When you are a nervous flyer like myself, the prospect of a long-haul flight is as appealing as sitting through that Faye Dunaway/Pauly Shore elusive comedy, Honk if you're horny, in a loop. And once inside it is as enjoyable as lying in a coffin. Filled with snakes. For 10 hours. (Or if you're Samuel L. Jackson: motherf@$ing snakes on a motherf@$ing coffin).
|John's fear of flying took a turn for the worst|
Yet as usual, movies are here to help. And there is something that I have always found to help (apart from copious amounts of alcohol), and it is rom-coms. Not proper comedies as slapstick comedy is not so good for nerves, even animated films can be a bit full on, like Megamind was a little too stressful today while going through some mild turbulence because of the non-stop crazy camera angles.

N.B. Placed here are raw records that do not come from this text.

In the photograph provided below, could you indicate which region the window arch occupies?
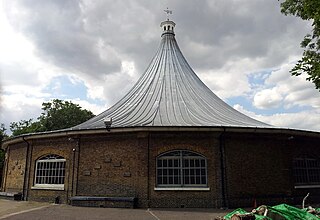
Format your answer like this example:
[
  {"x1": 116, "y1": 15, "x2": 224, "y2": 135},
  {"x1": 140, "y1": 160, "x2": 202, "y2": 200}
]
[
  {"x1": 35, "y1": 154, "x2": 66, "y2": 187},
  {"x1": 157, "y1": 150, "x2": 208, "y2": 187},
  {"x1": 293, "y1": 156, "x2": 320, "y2": 185}
]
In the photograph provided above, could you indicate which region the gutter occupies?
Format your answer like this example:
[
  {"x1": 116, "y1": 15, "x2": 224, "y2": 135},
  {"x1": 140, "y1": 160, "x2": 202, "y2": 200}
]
[
  {"x1": 219, "y1": 129, "x2": 228, "y2": 208},
  {"x1": 22, "y1": 137, "x2": 31, "y2": 201},
  {"x1": 2, "y1": 126, "x2": 320, "y2": 149}
]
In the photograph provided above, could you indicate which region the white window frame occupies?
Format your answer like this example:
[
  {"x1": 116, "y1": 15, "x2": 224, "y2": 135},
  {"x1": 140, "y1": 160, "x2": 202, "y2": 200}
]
[
  {"x1": 32, "y1": 154, "x2": 66, "y2": 190},
  {"x1": 154, "y1": 150, "x2": 209, "y2": 191}
]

Rom-coms on the other end are the best bet. There is something soothing about the glossy interiors (that the characters, often on low paid and vague creative jobs could not afford in a million years in real life), all the neutral colours and wood panels, you just know the direction is not going to go all Michael Bay on you, the stories will be undemanding, the characters pretty and likeable.
And while I would have rather have my tongue slit in two lengthway than watch them in the cinemas, I sat through a double bill of Love and other drugs and Morning glory to forget that I was 30,000 feet up in the air. Love and other drugs, an unlikely mix of sex, drugs, Viagra and Parkinson disease, started off quite well, with some rather bold and more graphic scenes, and a lot more relaxed attitude to casual sex than your average American film. Then it toyed with the idea of lumping Anne Hathaway with a uncurable disease then got scared of its subject and decided to end abruptly rather than deal with the icky fallouts of the illness.
As for Morning glory, I was expecting a throwback to the 80's microtrend of the newsroom comedy (ie Broadcast news), as in smart, witty and sharp, yet it was about as sharp as a marmalade knife, and as witty as leading lady Rachel McAdams' lipgloss. Its slightly nauseous premise was that everybody prefers dumbed down and frivolous subjects rather than "smart" news (especially women), and it completely wasted the potential for some killer banter between Harrison Ford and Diane Keaton bar one scene. In fact, it seemed that somebody hired Diane Keaton then forgot to write her a part.
But it did the trick, I am in Las Vegas safe and sound, with no plans to wake up to a tiger in my room (as yet).